Disgruntled local

A timeline to becoming a disgruntled local.

We all know an older curmudgeon—always complaining, always griping about the current state of Bozeman. But he, too, was most likely once a giddy, gleeful newcomer to town. Curious as to the trajectory of this deterioration, we asked around, and got a pretty good picture. Here’s the typical timeline of transition, from starry-eyed neophyte to grumpy old Bozemanite.

Day One
You just pulled into town from a state you’re afraid to name, with everything you own packed in your trusty Subaru. Wow, look at the mountains! You wonder which ones are the Bridgers—you’ve heard there’s a cool ski hill tucked in there somewhere. A barista named Cornice recommends some canyon called Hyalite for a good car-camping spot while you start the hunt for housing.

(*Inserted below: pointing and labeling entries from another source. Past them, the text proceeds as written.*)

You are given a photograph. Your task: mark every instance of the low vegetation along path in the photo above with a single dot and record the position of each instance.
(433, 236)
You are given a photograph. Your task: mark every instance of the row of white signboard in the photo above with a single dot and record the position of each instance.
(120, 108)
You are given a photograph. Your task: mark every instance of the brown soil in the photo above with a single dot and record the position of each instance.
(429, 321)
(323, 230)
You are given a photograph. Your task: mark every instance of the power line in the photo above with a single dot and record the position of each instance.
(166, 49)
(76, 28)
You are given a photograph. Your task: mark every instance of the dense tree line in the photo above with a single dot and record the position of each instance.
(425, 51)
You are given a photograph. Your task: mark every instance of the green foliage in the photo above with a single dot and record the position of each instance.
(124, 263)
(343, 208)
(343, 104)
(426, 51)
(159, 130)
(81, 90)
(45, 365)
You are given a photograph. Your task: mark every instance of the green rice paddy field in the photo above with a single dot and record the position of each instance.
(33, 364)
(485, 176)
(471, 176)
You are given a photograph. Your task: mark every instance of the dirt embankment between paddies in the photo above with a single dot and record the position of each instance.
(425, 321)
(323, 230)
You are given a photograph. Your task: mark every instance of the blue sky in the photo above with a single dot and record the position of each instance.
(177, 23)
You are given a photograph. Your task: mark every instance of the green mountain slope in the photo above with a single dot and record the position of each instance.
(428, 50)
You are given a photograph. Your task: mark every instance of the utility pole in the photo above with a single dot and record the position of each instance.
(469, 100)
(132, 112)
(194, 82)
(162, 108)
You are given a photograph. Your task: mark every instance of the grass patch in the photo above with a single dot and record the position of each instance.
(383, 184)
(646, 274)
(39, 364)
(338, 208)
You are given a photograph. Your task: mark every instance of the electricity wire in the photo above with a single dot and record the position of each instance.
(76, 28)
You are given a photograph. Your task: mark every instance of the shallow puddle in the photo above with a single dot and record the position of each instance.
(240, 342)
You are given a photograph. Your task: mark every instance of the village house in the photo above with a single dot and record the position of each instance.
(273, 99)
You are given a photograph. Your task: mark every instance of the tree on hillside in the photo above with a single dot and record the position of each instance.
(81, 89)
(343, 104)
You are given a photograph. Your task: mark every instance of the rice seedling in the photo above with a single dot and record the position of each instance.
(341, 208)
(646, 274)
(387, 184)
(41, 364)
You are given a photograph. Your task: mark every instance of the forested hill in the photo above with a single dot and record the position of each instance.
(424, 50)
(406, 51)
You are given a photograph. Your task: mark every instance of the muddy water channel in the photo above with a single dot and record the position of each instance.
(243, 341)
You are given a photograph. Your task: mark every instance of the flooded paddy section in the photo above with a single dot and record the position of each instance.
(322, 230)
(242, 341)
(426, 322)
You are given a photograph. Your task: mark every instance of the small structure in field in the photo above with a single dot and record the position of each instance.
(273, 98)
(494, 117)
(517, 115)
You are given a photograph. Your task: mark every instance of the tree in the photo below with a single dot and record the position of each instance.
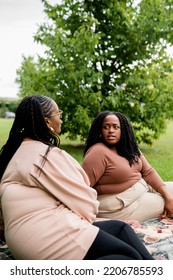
(105, 55)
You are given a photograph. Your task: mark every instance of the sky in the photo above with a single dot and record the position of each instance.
(19, 20)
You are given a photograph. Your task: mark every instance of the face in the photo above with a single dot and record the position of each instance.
(54, 120)
(111, 130)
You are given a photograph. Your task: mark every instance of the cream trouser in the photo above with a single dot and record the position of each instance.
(140, 202)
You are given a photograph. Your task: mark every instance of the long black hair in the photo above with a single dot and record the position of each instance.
(29, 122)
(127, 146)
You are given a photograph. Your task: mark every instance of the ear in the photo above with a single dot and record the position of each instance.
(47, 122)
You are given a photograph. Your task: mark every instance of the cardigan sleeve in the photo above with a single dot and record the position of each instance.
(1, 224)
(63, 177)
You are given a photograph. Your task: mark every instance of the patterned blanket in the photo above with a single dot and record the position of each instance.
(156, 234)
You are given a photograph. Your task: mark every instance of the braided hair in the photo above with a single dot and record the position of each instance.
(29, 122)
(126, 147)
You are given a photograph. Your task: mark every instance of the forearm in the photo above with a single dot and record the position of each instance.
(163, 190)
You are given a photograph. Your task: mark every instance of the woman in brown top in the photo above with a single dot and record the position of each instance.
(127, 186)
(48, 208)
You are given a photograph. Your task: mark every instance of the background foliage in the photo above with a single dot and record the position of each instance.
(105, 55)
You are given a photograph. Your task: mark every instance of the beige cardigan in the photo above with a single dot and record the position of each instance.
(48, 214)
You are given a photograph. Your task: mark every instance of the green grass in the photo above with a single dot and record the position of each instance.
(160, 155)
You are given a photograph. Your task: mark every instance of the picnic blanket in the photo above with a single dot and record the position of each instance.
(156, 234)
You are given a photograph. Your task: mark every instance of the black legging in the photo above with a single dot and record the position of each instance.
(116, 240)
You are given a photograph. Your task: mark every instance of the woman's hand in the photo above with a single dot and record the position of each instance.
(168, 208)
(133, 223)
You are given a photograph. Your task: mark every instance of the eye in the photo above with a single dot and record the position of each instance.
(106, 127)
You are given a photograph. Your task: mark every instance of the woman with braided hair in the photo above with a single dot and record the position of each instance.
(48, 208)
(127, 185)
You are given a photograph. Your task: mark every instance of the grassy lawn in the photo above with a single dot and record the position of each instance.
(160, 155)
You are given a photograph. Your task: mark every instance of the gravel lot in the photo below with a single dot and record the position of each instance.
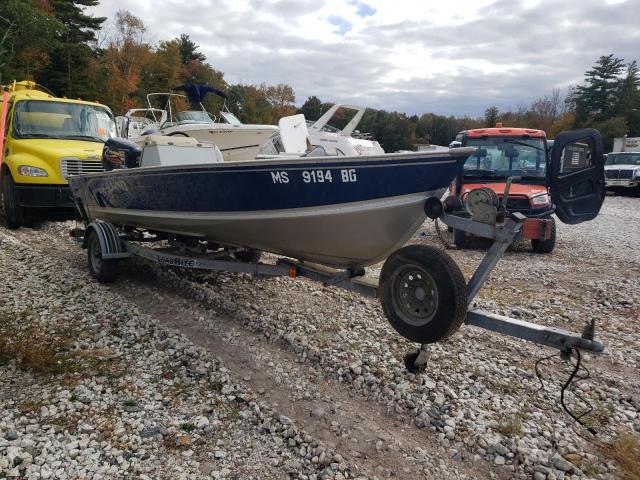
(169, 374)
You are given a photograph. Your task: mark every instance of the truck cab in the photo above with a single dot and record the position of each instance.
(518, 154)
(46, 140)
(622, 171)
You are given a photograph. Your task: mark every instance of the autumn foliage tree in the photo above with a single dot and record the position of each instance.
(123, 59)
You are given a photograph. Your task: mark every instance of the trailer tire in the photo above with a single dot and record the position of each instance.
(103, 270)
(248, 256)
(13, 213)
(545, 246)
(423, 293)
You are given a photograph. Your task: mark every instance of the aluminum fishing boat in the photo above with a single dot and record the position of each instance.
(338, 211)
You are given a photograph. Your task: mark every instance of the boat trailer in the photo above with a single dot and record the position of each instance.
(106, 246)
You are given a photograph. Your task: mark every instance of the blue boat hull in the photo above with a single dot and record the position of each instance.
(338, 211)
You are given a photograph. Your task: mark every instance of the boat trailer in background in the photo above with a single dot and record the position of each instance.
(408, 288)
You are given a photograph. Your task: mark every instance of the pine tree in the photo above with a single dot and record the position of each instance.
(628, 101)
(491, 117)
(597, 99)
(189, 50)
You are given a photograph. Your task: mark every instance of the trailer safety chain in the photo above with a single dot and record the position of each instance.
(574, 378)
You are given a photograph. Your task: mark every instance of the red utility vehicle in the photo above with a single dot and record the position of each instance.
(522, 155)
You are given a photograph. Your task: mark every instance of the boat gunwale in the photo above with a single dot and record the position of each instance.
(291, 163)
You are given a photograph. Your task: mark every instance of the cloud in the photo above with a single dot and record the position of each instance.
(343, 25)
(445, 57)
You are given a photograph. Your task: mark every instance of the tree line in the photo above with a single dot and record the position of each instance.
(74, 54)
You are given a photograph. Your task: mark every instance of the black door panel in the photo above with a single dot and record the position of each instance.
(576, 175)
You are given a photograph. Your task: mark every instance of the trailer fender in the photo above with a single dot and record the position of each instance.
(110, 243)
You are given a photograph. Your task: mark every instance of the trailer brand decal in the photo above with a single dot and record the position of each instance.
(175, 261)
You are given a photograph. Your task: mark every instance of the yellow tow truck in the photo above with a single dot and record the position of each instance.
(46, 140)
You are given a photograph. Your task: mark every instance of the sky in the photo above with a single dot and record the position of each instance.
(454, 57)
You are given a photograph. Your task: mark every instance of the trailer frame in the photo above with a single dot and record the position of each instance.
(115, 246)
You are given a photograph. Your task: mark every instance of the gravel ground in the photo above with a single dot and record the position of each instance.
(169, 374)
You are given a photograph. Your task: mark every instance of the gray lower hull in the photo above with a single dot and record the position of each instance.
(346, 235)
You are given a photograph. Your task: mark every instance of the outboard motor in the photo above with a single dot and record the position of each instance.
(120, 153)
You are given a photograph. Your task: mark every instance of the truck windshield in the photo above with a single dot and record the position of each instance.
(502, 157)
(623, 159)
(62, 120)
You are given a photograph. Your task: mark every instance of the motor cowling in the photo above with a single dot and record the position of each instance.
(120, 153)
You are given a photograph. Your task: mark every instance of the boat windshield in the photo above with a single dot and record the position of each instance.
(62, 120)
(230, 118)
(623, 159)
(502, 157)
(193, 116)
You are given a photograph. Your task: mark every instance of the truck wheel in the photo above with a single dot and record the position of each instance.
(460, 239)
(10, 205)
(545, 246)
(423, 293)
(105, 271)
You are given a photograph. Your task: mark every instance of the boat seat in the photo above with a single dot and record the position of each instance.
(317, 151)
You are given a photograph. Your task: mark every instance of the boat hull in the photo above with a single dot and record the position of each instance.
(361, 210)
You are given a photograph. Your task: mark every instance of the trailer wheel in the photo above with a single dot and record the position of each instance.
(423, 293)
(545, 246)
(248, 256)
(12, 211)
(103, 270)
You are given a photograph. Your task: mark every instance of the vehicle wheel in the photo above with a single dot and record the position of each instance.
(423, 293)
(11, 207)
(460, 239)
(248, 256)
(105, 271)
(545, 246)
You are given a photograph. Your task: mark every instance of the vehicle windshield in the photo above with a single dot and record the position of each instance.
(623, 159)
(62, 120)
(502, 157)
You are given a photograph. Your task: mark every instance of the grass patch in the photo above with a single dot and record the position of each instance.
(625, 452)
(510, 427)
(188, 427)
(35, 350)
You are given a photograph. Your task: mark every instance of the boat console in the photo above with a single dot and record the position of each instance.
(158, 151)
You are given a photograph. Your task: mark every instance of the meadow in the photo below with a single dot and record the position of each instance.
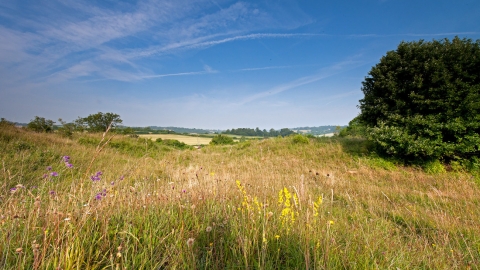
(103, 202)
(190, 140)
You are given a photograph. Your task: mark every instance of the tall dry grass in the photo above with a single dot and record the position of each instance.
(271, 204)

Driving south, more mountains appear in the distance as you pass through green fields, deer grazing placidly in the grass. What a place!

Six Months
You finally landed housing—yesterday. And not a moment too soon, as the Suby is packed to the brim with outdoor gear from the secondhand store. Just can’t pass up on those ten-percent-off-full-price discounts. Days are packed with more outdoor activities than you could’ve imagined: rock climbing, kayaking, backpacking, fishing. And the tips from your evening service-industry job are just about enough to pay the bills. Bozeman seems to be living up to the hype.

One Year
You’re getting the hang of things now. You’ve got a selection of favorite trails, you’ve met a crew that likes to get after it, and you’ve added a niche sport like paddleboarding or pickleball to your repertoire of activities. You love showing everybody the “secret spots” you’ve found, and posting on Instagram to make your city friends jealous. You can’t help but add how fantastic the beer and food is, too. This place is Nirvana!

Three Years
Bozeman is home for good. A few transient folks you’ve met have moved on, but you have a core group of like-minded individuals, still getting after it in the mountains. You know certain areas like the back of your hand, but there is still so much of Montana to explore: the Pintlers, the Crazies, the Beartooths—plus Glacier, the Bob, and all of eastern Montana. Good thing you just sold the Subaru for peanuts and took out a loan for a Tacoma with 175,000 miles. Time to start looking for a real job and a long-term romantic companion. You can’t live with five roommates forever.

Five Years
Finally, you have a professional, full-time job. But due to a 60-percent increase in rent, you’re still living with three other people and only putting $125 per month into a savings account. You’re engaged to your former-best-friend’s ex, but feeling okay about it because dating is hard in Bozeman. And sure, the nine-to-five takes away from most of your outdoor time, but there are a few spots just a stone’s throw from Bozeman where you can get out during the weekends without seeing other folks. Bridger, however, is “unskiable” because it’s too crowded when it snows more than a centimeter, and you’re getting frustrated because you still haven’t had time to explore eastern Montana. But you live in Montana! Sure beats anywhere else you’ve ever been.

Fifteen Years
You finally bought property—in the dry, dusty sagebrush hills outside Dillon. You spend every weekend building a platform to set up a wall tent on it. You’re working hard to pay for it, and you can barely get outside because Outside Bozeman has exposed every single one of your secret spots. You start daydreaming about moving to Dillon full-time, getting out of the hustle and bustle. Where did all these freakin’ people come from? And dammit, how does this young bartender not know the difference between a pilsner and a lager? And she keeps interrupting your conversation—what happened to good manners, basic courtesy, and other good ol’ Montana values? Is this really what Bozeman has become?

Thirty Years
You’re cursing out the window at all the “foreign” license plates that make your commute down North 19th ten minutes longer than it used to be. Remember when it ended at Durston? You just can’t believe what has happened to this place, with all the skyscrapers downtown, especially “Mendenhall Canyon,” as your friend calls it. And all these damn 20-somethings with their flat-brim ballcaps and slouchy beanies. When you moved here at their age, things were different. You were young, sure, but you weren’t an idiot! You didn’t sit around coffee shops drinking half-caf soy vegan machiatacinos; you drank gas-station coffee and skied in jeans! To make matters worse, your back, knee, and shoulder all hurt, so your outdoor time is limited to walking your mother-in-law’s terrier on Peets Hill, where you look down on the remains of your once-idyllic town. You’re as jaded as a jilted lover—and you still haven’t been to eastern Montana.